Written by: Nicholas Nussen
I do not know why, when I wish to be alone with my books and thoughts, I continue to head to the third floor of Bierce Library: The refuge of cell phone yammerers, online gamers, vagabonds, proselytizers, pranksters, dealers, chucklers, snorers and sneezers and heavy breathers, lip-smacking snackers, wide-eyed wanderers, giggling hide-and-go-seekers, surreptitious smoochers, and, occasionally, diligent students.
The fact this floor is explicitly intended for silent study does not deter such incurably cacophonous and annoying folk; rather, they flock to the library like noisy geese — migrating through the smoke clouds of hipsters who loaf about the entranceway like the forgotten children of Jack Kerouac.
They squawk their way into the hushed sanctuary of the third floor, (and here I must abandon the metaphor) if only to wrangle with insurance agents and ex-boyfriends on the phone, or pop off Tupperware lids and release the redoubled pungency of reheated chili.
The philosopher Arthur Schopenhauer nominated noise as the chief irritant to the thinking mind. He obviously did not have to contend with the armada of smells which assault the nostrils on the third floor.
I cannot blame one for eating lunch in the library — you can sometimes sniff me out by following the Mediterranean whiff of Street Treats’ lamb and yogurt.
But be warned: the moment you hit upon some miraculous insight, or are about to pluck the pearl from the clamped shell of some problem, some creeping stench, whether of tuna fish or body odor, meatball sandwich or flatulence, will slither into your nose like a thief in the night, strangle the mind, and steal its dearest thoughts.
Add to this the ruckus of someone’s munching on Pringles, slurping lattes, cracking nuts, stabbing croutons, chomping apples, the veritable wailing and gnashing of teeth — and thinking, let alone writing high-minded treatises on, say, the startling theological implications of Hamlet’s calling Polonius a fishmonger, becomes well-nigh impossible.
Witness the dramatis personae of the third floor: First, the sleeper sprawled on the floor, equipped with his own blanket and pillow.
Then the homeless man who finds the dusty books better company than the penny-pinchers and pavement.
Next, the weary graduate student imprisoned within a mountain of tomes.
Around the corner, two female friends, or “besties,” sharing a single chair and a single iPod and hoarsely crowing the unintelligible lyrics of some spectacularly illiterate multimillionaire.
Then, two dozen drones staring into the blue-and-white abyss of Facebook.
Finally, World of Warcraft fanboys ingesting enough Mountain Dew to banish pesky sleep for several days.

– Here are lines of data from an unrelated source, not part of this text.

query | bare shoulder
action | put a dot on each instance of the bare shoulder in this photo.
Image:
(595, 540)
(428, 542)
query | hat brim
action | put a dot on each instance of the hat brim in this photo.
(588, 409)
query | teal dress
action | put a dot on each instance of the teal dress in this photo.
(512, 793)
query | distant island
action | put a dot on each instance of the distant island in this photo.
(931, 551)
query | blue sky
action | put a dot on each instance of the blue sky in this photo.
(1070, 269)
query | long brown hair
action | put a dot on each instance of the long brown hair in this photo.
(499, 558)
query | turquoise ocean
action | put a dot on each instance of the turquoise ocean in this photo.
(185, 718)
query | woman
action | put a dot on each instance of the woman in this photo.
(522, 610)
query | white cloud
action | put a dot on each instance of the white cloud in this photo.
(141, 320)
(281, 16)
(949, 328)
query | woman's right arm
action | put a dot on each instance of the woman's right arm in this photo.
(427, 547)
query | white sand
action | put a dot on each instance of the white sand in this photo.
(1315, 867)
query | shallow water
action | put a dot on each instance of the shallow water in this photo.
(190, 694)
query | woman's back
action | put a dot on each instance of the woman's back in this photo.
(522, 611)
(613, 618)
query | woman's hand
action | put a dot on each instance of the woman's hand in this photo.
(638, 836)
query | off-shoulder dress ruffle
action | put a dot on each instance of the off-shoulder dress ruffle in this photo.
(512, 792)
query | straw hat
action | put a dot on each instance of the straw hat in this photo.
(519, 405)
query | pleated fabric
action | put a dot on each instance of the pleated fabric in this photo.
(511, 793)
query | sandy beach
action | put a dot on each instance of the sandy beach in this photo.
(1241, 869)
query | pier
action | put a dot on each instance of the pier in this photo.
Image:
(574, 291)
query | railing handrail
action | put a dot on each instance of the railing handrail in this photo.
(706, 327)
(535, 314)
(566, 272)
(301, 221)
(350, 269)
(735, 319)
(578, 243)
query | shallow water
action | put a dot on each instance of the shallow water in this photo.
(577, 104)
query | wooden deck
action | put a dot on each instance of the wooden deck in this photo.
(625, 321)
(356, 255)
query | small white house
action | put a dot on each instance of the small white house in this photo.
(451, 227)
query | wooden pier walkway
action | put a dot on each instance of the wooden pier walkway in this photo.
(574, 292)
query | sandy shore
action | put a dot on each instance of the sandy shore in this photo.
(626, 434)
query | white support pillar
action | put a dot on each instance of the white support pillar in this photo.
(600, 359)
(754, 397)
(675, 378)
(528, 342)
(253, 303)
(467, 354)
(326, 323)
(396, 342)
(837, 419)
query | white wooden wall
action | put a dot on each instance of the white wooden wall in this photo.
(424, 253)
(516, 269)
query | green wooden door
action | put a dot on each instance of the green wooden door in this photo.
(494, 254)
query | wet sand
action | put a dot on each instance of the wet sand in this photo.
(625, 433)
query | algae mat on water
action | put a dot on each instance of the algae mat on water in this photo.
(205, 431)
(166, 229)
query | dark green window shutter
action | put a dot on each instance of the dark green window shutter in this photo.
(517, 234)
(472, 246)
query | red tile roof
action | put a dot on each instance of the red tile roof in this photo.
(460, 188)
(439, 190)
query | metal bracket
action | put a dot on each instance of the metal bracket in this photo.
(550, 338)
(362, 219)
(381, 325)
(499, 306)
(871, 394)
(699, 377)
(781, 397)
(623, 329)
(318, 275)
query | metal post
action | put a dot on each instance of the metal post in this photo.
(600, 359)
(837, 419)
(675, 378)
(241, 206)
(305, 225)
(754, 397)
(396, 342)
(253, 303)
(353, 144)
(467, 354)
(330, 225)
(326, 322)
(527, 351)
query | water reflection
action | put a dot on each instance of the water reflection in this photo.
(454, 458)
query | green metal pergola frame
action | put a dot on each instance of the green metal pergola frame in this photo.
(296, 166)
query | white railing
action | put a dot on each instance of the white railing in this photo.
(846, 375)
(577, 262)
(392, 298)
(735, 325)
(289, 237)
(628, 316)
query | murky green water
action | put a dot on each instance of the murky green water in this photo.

Once you happen to find a quiet study space of your own, you may (if you have chosen a certain carrel in the corner) be distracted by and slightly amused to find some hastily-abandoned literature on nudity in film (consulted for a highly serious dissertation, of course).
Or perhaps you may stumble upon an ongoing theological debate written on the desk, in which pencil-wielding disputants debate God, the meaning of life, and nihilism.
(A similar anonymous exchange could once be found on the cardboard which covered a broken sink in the third-floor bathroom: “Jesus saves,” wrote one righteous commentator, to which someone responded, “Jesus saves sinks,” to which another asked, “Who is Jesus?”)
Also, if you have found a vacant carrel, be discreet and act normal: the back of your head, and its unsightly bald spot, and the (perhaps embarrassing) graphics on your computer screen are being carefully watched by others who, as you were once doing, are now stalking the carrels.
Thus, even in the cloistered carrel, one is vulnerable and never quite alone, as was the case when a meek and mild intruder abruptly infiltrated my sanctuary and asked if I would like to join him for Bible study.
In a stroke of seemingly foreordained irony that only a mischievous god could devise, I happened to be reading Bertrand Russell’s “Why I Am Not a Christian” when the campus missionary, no doubt thinking I needed to be saved, made his futile attempt on my soul.
I hear the library at the Auburn Science and Engineering Center is nice.